I did but I forgot it.

Which ones?

I appreciate her lists. More informative than the Locus list.

I don't blame her for the dismal parade that goes by each month (well, except she overlooks small presses, generally, which is sad).

Campbell is an ok timekiller; if that was mmpb I might look at it. I'd look at the Horton/Wallace (although I warn the editors their collection would be compared to such classic collections as PLEASE LET THERE BE WAR, HOW DARE THERE BE PEACE and GLOOMY SF ABOUT THE COMING SOVIET VICTORY). The Nix. I might look at the Emerson; looks very 1950s.

I probably should not look at the Brooke because "The aliens are here, all around us. They always have been. And now, one by one, they’re destroying our cities." raises in me "Wackjob Minuteman" expectations that are probably unfair.

I would not pick up the Hartwell/Cramer because I don't like their taste in SF, privileging as they do misery and gloom above all else in the name of "realism" but I would point out the f/m ratio is not strongly tilted towards m.

Going Interstellar I'd have snapped up when I was 14. As it turns out I've read it and it's a classic mix of essays of the sort you might find on Centauri Dreams and SF ranging from inoffensive to crimes against logic and prose (and I think there's one story by a BNA that has nothing to do with the theme) so about on par with one of the old time Space Colonies or Black Holes anthologies.

The Nix has an interesting feel: part human-triumphalist space opera, part hidden-orphan-destiny, part Tour My Universe. The technology is all so uber as to be fantasy with tech names applied. His protagonist's first-person viewpoint is astoundingly constrained and offers many hints to the experienced reader that All Is Not As It Seems... except that the obvious first guess as to How It All Is turns out to be right in almost every case.
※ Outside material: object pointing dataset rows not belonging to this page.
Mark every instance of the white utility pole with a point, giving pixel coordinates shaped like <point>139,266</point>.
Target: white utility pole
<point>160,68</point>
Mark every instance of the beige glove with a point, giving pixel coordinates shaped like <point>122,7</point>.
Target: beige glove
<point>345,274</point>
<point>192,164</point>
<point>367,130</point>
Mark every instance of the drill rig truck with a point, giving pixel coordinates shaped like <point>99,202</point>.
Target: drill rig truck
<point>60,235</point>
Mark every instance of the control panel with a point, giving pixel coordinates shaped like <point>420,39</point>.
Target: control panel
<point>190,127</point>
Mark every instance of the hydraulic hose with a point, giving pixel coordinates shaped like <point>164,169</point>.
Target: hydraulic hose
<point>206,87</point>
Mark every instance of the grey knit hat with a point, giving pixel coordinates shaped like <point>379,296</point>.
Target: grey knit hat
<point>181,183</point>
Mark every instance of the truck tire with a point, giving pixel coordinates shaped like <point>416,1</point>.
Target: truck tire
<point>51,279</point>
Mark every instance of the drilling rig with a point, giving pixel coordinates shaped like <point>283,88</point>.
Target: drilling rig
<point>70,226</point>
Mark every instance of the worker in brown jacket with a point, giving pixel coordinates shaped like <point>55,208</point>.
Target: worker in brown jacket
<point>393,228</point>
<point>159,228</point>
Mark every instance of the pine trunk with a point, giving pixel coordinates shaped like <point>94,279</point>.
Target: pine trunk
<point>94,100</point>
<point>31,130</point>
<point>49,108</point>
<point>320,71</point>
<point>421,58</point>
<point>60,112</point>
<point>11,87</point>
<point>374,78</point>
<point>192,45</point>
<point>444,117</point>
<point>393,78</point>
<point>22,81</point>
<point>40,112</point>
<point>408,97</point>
Happily, it wraps up where a lesser author would have committed trilogy.

I have to say this had some titles I would at least pick up and look at if I saw them in a book store.

I feel sure that the book described by
In a dark future America where violence, terror, and grief touch everyone, young refugees Mahlia and Mouse have managed to leave behind the war-torn lands of the Drowned Cities by escaping into the jungle outskirts.
is not among them.

Does Angry Robot count as small press?

(I wasn't thrilled with the first Trent Jamieson but it didn't break my desire to keep trying new Angry Robot authors.)

So far I've found only one (or maybe two) Angry Robot authors that I would not keep buying (Andy Remic; lemme look at this checklist on the back page of the top book of my books-I-just-read pile ... oh, Ian Whates too).

I will keep buying Gustainis, Abnett, de Bodard, Forbeck, Hughes (of course), Jeter, Shevdon, Tidhar, and Waggoner. Have not actually read what I own by Beukes, Harvey, Roberson, or Warren yet, so don't know about those, but a couple have been well-recommended already. That's a pretty good ratio for one publishing house, I think?